McClellan created a big stir with his 2008 memoir “What Happened” in which he accused the Bush administration of being in permanent campaign mode, especially with regard to the president’s signature foreign policy effort, the Iraq war.
“Unfortunately, what has happened in Washington is there’s too much political spin, there’s too much engaging in this effort to out-maneuver the other side and gain the political advantage for the next election,” he said. “That’s kind of the larger picture I explored in the book.”
McClellan said that one of big turning points of Bush’s tenure was Hurricane Katrina. The president’s poll numbers dropped and never fully recovered after the federal response was harshly criticized as inadequate.
“Flying over New Orleans in Air Force One, looking out the window, was one of the most negative images of his Ppesidency,” he said. “I was actually one to say that that was a horrible idea.”
McClellan said that White House senior adviser Karl Rove overruled him.
“I thought [no flyover] was agreed to, but by the time the next morning came around, my colleague had prevailed and convinced the president.”

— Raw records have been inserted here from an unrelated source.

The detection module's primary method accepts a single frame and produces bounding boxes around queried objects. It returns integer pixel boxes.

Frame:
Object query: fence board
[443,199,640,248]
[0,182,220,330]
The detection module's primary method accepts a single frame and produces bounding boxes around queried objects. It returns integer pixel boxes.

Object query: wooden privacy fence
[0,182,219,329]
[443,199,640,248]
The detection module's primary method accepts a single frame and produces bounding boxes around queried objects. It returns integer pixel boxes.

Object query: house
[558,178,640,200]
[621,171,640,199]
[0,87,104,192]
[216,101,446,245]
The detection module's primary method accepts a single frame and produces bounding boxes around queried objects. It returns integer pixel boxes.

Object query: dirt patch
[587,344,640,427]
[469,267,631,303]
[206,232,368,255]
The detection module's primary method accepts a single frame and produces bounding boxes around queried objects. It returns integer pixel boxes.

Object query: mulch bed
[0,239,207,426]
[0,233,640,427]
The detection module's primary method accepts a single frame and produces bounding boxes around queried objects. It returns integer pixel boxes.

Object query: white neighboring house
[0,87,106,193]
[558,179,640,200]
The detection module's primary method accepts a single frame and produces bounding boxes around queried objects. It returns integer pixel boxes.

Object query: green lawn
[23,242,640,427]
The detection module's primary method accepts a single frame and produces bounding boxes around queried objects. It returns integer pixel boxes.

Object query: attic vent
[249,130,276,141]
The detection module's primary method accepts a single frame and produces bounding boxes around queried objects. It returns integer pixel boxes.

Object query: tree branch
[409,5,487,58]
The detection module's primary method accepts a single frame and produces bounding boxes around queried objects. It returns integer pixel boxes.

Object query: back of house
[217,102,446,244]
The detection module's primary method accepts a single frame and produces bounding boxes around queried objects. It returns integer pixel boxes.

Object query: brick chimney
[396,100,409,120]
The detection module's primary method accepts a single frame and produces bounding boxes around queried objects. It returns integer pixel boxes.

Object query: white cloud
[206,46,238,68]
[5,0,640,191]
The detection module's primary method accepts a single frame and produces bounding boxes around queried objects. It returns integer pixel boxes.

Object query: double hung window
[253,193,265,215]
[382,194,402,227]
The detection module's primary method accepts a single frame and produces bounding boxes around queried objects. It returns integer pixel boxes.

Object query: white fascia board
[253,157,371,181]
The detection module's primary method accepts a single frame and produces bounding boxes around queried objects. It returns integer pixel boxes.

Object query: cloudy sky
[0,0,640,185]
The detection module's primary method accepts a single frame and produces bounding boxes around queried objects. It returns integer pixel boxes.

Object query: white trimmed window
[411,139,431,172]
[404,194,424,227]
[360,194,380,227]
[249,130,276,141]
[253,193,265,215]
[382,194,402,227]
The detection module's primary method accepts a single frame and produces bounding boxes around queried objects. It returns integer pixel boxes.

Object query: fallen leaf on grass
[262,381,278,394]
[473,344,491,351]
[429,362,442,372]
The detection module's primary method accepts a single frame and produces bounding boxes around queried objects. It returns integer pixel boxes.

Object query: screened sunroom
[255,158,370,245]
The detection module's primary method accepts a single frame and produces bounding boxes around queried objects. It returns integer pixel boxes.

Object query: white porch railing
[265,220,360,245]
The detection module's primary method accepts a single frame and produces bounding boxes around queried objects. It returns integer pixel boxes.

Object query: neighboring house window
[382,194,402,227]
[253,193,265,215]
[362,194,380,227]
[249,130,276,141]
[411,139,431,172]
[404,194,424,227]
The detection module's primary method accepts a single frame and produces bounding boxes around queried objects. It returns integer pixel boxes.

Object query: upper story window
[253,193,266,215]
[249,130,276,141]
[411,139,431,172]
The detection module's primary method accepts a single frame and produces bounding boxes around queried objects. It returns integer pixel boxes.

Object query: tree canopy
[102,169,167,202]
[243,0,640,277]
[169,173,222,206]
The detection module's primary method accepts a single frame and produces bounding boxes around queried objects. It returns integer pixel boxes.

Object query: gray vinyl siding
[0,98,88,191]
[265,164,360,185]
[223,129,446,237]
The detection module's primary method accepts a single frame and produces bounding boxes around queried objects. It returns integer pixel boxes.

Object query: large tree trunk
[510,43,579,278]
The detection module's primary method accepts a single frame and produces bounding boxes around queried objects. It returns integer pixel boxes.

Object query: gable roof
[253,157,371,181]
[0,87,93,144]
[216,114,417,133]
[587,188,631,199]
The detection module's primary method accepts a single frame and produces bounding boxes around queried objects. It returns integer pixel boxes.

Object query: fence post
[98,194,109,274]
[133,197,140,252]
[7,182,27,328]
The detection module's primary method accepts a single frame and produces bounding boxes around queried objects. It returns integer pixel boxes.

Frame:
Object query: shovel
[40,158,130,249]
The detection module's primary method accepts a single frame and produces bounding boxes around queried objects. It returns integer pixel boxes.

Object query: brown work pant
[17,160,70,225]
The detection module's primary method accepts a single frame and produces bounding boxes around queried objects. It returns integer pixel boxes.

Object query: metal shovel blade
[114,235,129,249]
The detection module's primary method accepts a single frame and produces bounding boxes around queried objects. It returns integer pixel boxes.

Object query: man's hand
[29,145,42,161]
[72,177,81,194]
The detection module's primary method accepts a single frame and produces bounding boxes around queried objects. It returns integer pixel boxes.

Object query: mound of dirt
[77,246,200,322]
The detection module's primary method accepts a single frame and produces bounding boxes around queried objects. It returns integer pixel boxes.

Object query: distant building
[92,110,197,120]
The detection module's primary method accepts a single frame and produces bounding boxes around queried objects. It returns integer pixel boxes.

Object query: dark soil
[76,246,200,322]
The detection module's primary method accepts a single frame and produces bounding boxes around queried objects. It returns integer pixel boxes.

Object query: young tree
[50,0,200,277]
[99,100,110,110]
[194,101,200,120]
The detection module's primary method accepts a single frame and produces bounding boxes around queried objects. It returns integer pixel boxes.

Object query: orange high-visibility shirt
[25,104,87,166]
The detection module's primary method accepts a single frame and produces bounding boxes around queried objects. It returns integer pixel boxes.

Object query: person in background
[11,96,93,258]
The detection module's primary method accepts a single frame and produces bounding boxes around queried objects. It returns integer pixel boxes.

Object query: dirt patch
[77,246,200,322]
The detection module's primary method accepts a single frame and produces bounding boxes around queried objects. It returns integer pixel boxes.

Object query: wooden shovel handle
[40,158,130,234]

McClellan hasn’t spoken to his former boss since coming out with his story.
“I still hope that we’ll have the opportunity to visit in the future and talk about things,” McClellan said. “We did have that close bond, both being from Texas and working for him for seven and a half years. It’s not up to me, it’s up to him.”
McClellan said his years in the White House were a once-in-a-lifetime period, but he’s happy to be doing something different now.
“I’m glad that I’m able to share some of what I learned,” he said, “whether it’s in a classroom here at Seattle University or talking at other events sharing what that experience is like.”